Silverman Thompson lawyers Bill Sinclair and Anna Skelton recently convinced a New Jersey federal judge that he should compel arbitration of their suit, effectively dismissing a federal complaint. The plaintiff, Precision Funding Group, sued its competitor, National Fidelity Mortgage, for alleged interference with contracts and business opportunities (among other business torts). PFG based its complaint in large part on the actions of two former employees who left PFG to work for NFM. In addition to its suit against NFM, PFG initiated arbitrations against its former employees pursuant to a clause in their employment agreement, drafted by PFG, that required mandatory arbitration.
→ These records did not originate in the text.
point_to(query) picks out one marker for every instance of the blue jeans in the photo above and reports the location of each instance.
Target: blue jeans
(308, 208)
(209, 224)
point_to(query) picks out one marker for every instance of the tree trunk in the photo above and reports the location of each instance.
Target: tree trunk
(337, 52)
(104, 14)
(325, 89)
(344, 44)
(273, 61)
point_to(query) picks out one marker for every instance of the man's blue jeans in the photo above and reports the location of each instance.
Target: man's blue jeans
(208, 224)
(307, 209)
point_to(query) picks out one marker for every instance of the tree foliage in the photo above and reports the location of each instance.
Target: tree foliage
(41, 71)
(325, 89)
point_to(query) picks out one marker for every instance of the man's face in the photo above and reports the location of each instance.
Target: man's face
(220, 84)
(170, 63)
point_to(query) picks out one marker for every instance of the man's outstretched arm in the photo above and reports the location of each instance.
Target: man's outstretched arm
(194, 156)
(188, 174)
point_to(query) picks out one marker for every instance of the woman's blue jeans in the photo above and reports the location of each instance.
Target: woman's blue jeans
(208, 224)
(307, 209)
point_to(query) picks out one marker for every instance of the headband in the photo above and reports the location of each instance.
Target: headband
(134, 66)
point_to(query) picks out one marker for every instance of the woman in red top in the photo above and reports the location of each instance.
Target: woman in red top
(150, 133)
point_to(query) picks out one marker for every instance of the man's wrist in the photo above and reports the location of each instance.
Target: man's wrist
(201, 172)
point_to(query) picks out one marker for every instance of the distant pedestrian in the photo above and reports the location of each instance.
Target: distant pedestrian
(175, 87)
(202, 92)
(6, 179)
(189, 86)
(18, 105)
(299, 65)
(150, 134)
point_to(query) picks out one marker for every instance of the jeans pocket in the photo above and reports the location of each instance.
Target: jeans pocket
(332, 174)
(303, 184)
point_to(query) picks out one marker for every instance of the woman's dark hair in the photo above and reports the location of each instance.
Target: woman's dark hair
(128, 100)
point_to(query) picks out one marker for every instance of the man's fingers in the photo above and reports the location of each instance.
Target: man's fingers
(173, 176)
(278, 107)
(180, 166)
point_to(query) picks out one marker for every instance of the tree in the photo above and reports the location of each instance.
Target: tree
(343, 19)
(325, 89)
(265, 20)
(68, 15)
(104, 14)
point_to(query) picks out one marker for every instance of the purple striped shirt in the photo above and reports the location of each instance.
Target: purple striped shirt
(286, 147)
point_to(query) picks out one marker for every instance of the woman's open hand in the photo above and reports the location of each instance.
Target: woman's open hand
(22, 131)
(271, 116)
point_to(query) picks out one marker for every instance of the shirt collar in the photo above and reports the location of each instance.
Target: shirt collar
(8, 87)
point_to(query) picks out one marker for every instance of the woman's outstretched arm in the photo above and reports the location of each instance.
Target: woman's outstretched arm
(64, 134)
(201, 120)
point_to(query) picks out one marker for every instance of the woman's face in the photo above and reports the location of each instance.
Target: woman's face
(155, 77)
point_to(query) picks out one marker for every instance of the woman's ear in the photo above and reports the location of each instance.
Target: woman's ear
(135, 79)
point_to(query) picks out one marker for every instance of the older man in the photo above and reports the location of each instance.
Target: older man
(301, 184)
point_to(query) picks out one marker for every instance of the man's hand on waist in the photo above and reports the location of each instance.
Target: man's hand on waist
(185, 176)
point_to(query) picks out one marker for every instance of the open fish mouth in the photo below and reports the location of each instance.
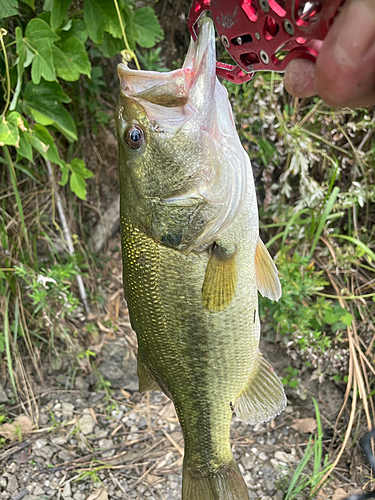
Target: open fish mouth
(171, 89)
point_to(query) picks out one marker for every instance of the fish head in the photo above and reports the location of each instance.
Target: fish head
(177, 145)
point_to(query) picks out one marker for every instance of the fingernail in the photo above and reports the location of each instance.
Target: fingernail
(355, 32)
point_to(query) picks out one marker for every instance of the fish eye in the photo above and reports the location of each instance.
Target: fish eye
(135, 137)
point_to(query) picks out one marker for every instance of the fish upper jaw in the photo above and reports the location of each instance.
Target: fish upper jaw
(192, 85)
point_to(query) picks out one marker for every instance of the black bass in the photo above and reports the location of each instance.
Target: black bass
(193, 261)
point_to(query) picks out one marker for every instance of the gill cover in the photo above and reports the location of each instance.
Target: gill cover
(192, 169)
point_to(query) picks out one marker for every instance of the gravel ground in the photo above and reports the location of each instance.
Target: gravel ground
(79, 440)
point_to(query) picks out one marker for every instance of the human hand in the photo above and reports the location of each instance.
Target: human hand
(344, 72)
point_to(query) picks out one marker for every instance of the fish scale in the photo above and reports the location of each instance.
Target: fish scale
(193, 263)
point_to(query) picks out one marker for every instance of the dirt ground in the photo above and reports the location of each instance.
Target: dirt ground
(85, 439)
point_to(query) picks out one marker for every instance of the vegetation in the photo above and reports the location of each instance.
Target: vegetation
(314, 167)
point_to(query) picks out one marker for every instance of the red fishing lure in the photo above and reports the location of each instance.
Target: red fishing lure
(265, 34)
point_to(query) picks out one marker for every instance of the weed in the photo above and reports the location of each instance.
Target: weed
(305, 481)
(290, 377)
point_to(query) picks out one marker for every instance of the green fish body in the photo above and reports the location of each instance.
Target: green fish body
(193, 262)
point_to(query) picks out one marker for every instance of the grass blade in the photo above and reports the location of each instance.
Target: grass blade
(13, 178)
(359, 244)
(298, 471)
(7, 346)
(324, 216)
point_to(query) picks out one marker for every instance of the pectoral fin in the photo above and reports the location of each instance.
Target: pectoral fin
(263, 397)
(220, 281)
(146, 382)
(267, 278)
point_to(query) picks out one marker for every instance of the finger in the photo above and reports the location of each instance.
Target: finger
(345, 68)
(299, 75)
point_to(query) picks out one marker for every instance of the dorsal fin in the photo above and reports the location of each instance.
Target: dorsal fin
(267, 278)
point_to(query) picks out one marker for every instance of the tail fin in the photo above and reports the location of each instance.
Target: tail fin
(225, 483)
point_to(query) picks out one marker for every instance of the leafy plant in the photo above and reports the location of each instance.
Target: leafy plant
(290, 378)
(306, 482)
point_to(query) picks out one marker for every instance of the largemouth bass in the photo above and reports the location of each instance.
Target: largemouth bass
(193, 261)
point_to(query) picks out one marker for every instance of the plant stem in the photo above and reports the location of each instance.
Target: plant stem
(68, 237)
(3, 32)
(13, 178)
(131, 52)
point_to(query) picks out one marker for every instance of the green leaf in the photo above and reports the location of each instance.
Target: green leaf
(148, 28)
(101, 16)
(38, 30)
(347, 319)
(79, 167)
(30, 3)
(78, 186)
(330, 317)
(8, 8)
(111, 46)
(43, 142)
(77, 179)
(76, 30)
(65, 173)
(47, 98)
(25, 150)
(39, 38)
(9, 129)
(71, 60)
(59, 9)
(21, 51)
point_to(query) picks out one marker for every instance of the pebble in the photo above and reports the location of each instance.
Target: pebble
(59, 440)
(67, 410)
(86, 424)
(12, 485)
(79, 496)
(286, 458)
(39, 443)
(38, 490)
(67, 491)
(104, 444)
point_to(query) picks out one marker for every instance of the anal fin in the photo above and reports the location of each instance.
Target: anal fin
(263, 397)
(220, 281)
(267, 278)
(146, 382)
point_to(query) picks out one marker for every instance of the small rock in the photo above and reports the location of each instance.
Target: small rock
(286, 458)
(59, 440)
(86, 424)
(82, 385)
(21, 495)
(3, 395)
(13, 468)
(262, 456)
(105, 444)
(12, 485)
(67, 410)
(65, 455)
(45, 452)
(248, 461)
(39, 443)
(100, 433)
(117, 414)
(79, 496)
(270, 486)
(67, 491)
(38, 490)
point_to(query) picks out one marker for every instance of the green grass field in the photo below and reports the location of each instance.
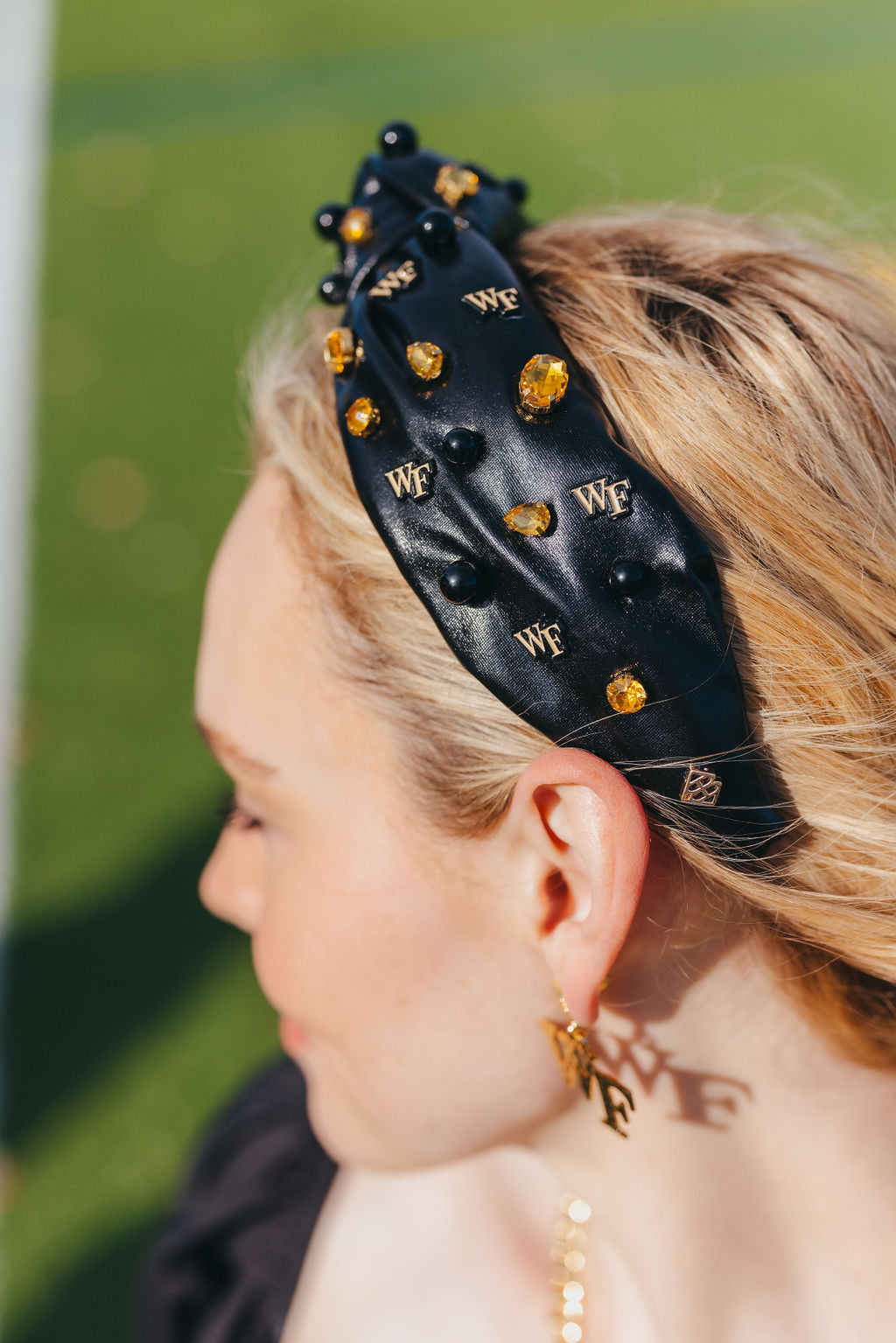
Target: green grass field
(191, 144)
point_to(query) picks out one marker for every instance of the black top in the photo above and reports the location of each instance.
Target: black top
(228, 1259)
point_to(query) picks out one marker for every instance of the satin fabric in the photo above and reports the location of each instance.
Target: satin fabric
(228, 1256)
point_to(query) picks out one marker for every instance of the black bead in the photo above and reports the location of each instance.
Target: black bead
(462, 446)
(333, 288)
(398, 138)
(704, 569)
(328, 219)
(516, 190)
(461, 583)
(626, 577)
(436, 230)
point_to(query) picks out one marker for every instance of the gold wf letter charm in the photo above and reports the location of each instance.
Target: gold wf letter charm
(542, 640)
(488, 301)
(401, 278)
(579, 1067)
(605, 494)
(411, 479)
(700, 786)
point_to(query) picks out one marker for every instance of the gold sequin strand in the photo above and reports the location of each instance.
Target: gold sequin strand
(567, 1267)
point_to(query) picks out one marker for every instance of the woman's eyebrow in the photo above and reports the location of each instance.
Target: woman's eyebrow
(222, 745)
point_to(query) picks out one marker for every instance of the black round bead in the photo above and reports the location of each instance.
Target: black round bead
(516, 190)
(333, 288)
(328, 219)
(436, 230)
(704, 567)
(398, 138)
(462, 446)
(626, 577)
(459, 583)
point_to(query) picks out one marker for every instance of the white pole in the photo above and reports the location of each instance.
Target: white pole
(25, 29)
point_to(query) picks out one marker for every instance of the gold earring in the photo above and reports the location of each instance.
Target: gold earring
(579, 1062)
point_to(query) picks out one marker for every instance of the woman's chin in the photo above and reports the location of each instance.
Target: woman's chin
(291, 1037)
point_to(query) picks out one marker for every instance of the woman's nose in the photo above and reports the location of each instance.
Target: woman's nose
(230, 884)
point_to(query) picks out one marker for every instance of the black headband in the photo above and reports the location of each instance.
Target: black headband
(564, 575)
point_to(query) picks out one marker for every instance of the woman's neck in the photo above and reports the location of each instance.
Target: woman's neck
(755, 1195)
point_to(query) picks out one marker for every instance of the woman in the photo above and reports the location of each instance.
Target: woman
(431, 875)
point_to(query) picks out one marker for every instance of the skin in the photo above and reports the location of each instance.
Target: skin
(755, 1194)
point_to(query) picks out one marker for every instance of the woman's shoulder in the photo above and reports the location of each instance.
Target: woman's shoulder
(225, 1265)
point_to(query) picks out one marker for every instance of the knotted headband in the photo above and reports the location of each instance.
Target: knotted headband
(564, 575)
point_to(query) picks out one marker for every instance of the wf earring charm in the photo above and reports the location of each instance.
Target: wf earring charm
(579, 1066)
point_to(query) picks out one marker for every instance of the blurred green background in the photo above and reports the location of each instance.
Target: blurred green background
(190, 145)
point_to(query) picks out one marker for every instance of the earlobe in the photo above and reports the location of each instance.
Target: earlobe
(590, 843)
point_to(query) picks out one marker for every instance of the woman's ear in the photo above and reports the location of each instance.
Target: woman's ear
(586, 837)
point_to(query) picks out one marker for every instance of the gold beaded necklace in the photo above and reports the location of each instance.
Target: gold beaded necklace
(567, 1267)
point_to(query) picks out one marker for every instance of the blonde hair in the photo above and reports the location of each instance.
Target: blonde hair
(755, 374)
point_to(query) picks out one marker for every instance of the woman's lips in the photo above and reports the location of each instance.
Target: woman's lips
(291, 1036)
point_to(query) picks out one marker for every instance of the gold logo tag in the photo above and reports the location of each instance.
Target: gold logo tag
(506, 303)
(604, 494)
(540, 640)
(702, 787)
(394, 280)
(411, 479)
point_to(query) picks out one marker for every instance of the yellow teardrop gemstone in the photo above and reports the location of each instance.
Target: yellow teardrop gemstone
(453, 183)
(529, 519)
(543, 381)
(339, 348)
(424, 359)
(626, 695)
(356, 226)
(361, 418)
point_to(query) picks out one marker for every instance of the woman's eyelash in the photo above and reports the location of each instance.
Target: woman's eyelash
(230, 813)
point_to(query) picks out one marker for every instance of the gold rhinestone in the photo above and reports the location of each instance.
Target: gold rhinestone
(626, 695)
(543, 381)
(529, 519)
(339, 348)
(453, 185)
(361, 418)
(424, 359)
(356, 226)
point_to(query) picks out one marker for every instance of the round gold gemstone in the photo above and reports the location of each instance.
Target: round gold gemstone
(356, 226)
(424, 359)
(543, 381)
(529, 519)
(454, 183)
(626, 695)
(339, 348)
(361, 418)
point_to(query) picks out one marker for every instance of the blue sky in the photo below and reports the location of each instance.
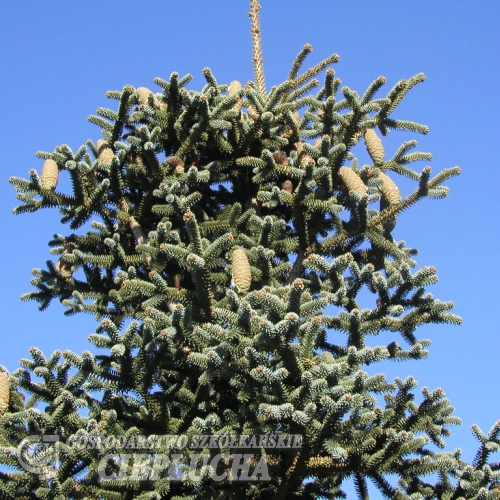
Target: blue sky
(59, 58)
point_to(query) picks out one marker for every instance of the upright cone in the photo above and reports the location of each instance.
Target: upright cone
(104, 151)
(50, 175)
(242, 275)
(352, 180)
(390, 196)
(177, 163)
(143, 94)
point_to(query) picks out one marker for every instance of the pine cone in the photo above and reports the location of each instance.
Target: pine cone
(137, 160)
(374, 146)
(143, 94)
(287, 186)
(280, 158)
(389, 189)
(50, 175)
(64, 268)
(352, 180)
(4, 392)
(390, 196)
(104, 151)
(242, 275)
(234, 86)
(175, 161)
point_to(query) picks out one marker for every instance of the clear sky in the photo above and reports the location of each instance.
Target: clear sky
(59, 58)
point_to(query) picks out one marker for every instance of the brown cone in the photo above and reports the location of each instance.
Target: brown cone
(242, 275)
(287, 186)
(177, 163)
(50, 175)
(352, 180)
(104, 151)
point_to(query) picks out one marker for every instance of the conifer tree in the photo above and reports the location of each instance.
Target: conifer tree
(222, 239)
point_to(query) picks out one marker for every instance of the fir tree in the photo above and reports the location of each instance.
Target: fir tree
(232, 233)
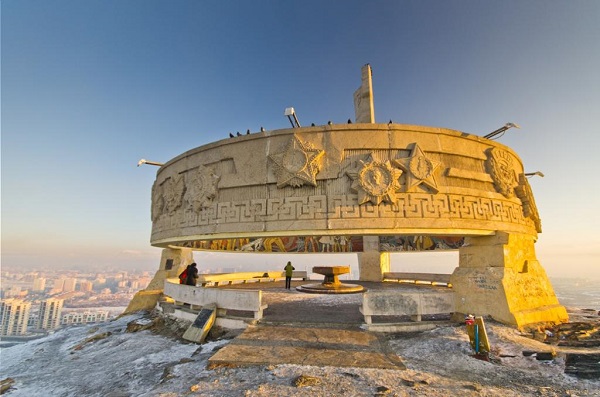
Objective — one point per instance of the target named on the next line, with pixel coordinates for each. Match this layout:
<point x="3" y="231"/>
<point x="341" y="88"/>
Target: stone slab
<point x="268" y="345"/>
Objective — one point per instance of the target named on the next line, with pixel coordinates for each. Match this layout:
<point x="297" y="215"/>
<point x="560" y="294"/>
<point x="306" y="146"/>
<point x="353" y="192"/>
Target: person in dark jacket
<point x="192" y="275"/>
<point x="288" y="274"/>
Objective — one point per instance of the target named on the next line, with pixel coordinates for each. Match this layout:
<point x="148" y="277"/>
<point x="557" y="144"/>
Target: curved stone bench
<point x="245" y="277"/>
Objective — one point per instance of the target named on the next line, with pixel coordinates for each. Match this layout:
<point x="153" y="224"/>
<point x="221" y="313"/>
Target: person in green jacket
<point x="288" y="275"/>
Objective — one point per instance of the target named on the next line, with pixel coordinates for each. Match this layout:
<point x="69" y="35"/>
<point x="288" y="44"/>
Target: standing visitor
<point x="183" y="275"/>
<point x="288" y="275"/>
<point x="192" y="275"/>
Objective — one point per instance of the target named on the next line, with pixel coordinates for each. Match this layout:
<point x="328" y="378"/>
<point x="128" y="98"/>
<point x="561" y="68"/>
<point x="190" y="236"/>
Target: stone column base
<point x="499" y="276"/>
<point x="372" y="263"/>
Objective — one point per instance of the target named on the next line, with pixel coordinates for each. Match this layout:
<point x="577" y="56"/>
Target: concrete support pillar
<point x="500" y="276"/>
<point x="372" y="263"/>
<point x="172" y="262"/>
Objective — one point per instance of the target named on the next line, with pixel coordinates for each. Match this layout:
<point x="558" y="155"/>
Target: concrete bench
<point x="414" y="304"/>
<point x="418" y="278"/>
<point x="225" y="299"/>
<point x="216" y="280"/>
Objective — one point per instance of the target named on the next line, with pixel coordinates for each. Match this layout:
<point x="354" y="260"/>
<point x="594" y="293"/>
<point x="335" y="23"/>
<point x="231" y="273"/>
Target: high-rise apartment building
<point x="14" y="314"/>
<point x="39" y="284"/>
<point x="50" y="311"/>
<point x="85" y="317"/>
<point x="85" y="286"/>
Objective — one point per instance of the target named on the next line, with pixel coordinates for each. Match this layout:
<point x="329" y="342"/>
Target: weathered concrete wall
<point x="350" y="179"/>
<point x="499" y="276"/>
<point x="393" y="303"/>
<point x="246" y="300"/>
<point x="369" y="180"/>
<point x="172" y="263"/>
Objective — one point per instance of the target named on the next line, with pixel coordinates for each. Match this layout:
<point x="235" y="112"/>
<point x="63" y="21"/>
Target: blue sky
<point x="90" y="87"/>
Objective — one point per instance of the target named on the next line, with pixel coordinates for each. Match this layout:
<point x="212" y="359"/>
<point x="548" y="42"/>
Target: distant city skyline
<point x="89" y="88"/>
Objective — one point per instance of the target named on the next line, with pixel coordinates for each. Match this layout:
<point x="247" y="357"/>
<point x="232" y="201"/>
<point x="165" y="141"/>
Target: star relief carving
<point x="298" y="164"/>
<point x="375" y="181"/>
<point x="419" y="169"/>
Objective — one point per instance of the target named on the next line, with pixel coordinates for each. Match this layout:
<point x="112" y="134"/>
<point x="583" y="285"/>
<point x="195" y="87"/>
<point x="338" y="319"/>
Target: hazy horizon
<point x="89" y="88"/>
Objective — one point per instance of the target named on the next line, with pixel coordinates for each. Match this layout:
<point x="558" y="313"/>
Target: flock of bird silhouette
<point x="263" y="130"/>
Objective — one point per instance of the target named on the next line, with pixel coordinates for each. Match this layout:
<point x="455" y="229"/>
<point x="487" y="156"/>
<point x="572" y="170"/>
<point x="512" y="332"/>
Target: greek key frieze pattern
<point x="346" y="207"/>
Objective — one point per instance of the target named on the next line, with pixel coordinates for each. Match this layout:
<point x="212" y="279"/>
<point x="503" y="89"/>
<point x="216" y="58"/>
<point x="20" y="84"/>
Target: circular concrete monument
<point x="347" y="187"/>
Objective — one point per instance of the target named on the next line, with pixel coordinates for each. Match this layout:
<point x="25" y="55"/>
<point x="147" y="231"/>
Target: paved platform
<point x="313" y="329"/>
<point x="318" y="346"/>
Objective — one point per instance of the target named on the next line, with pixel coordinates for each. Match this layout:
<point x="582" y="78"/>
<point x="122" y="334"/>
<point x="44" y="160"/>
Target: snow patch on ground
<point x="119" y="363"/>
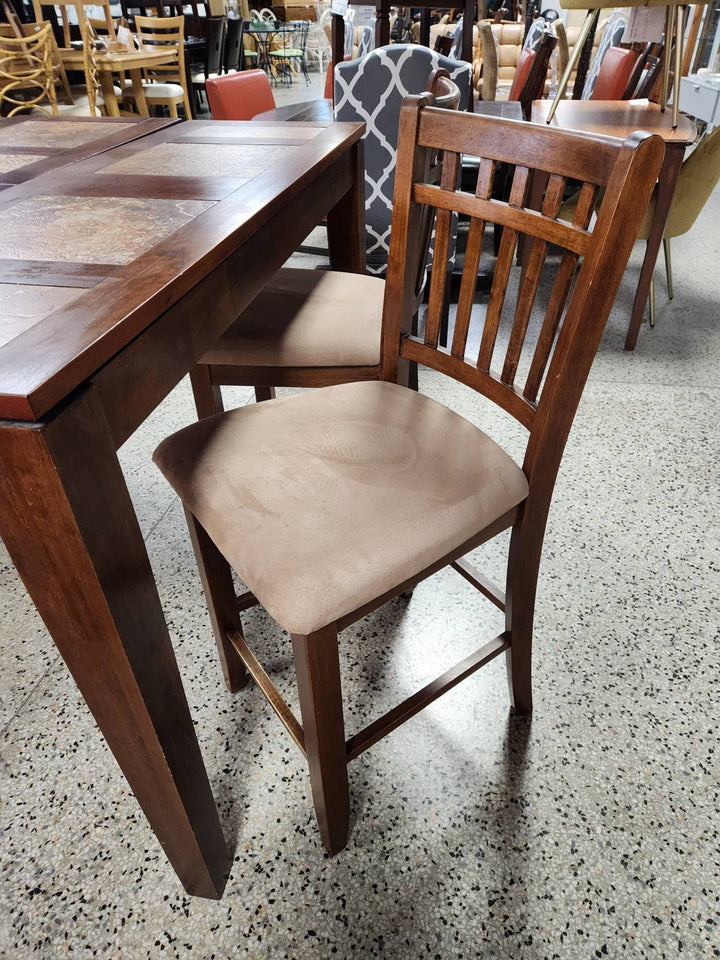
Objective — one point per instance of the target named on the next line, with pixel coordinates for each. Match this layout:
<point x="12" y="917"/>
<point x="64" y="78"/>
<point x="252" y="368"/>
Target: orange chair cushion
<point x="239" y="96"/>
<point x="614" y="74"/>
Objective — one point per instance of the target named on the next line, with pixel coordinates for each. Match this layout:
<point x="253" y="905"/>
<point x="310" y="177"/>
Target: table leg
<point x="69" y="525"/>
<point x="111" y="104"/>
<point x="666" y="186"/>
<point x="346" y="221"/>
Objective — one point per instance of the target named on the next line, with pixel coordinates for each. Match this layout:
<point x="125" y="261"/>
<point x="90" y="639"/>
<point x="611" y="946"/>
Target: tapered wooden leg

On behalf of NFM, Sinclair and Skelton argued that the federal suit against NFM was essentially the same suit that PFG brought in arbitration against its former employees and the Court should therefore “equitably estop” PFG from proceeding with its Federal claims. After extensive briefing and a lengthy hearing, the Court agreed, finding that even though NFM wasn’t a party to the employment agreements that provided for the mandatory arbitration, it had standing to compel arbitration because its claims were “inextricably intertwined” with those in arbitration.
STSW is widely-recognized as a premier litigation firm in the Mid-Atlantic region. Sinclair, who can be reached at bsinclair@silvermanthompson.com, and Skelton were recently honored as Maryland Super Lawyers for 2013 in the areas of business and civil litigation and their practices cover a wide range of business and commercial matters, including construction, employment, real estate, and business disputes.
A reported opinion can be found at Precision Funding Group v. National Fidelity Mortgage, 2013 U.S. Dist. LEXIS 76609 (D. N.J. May 31, 2013).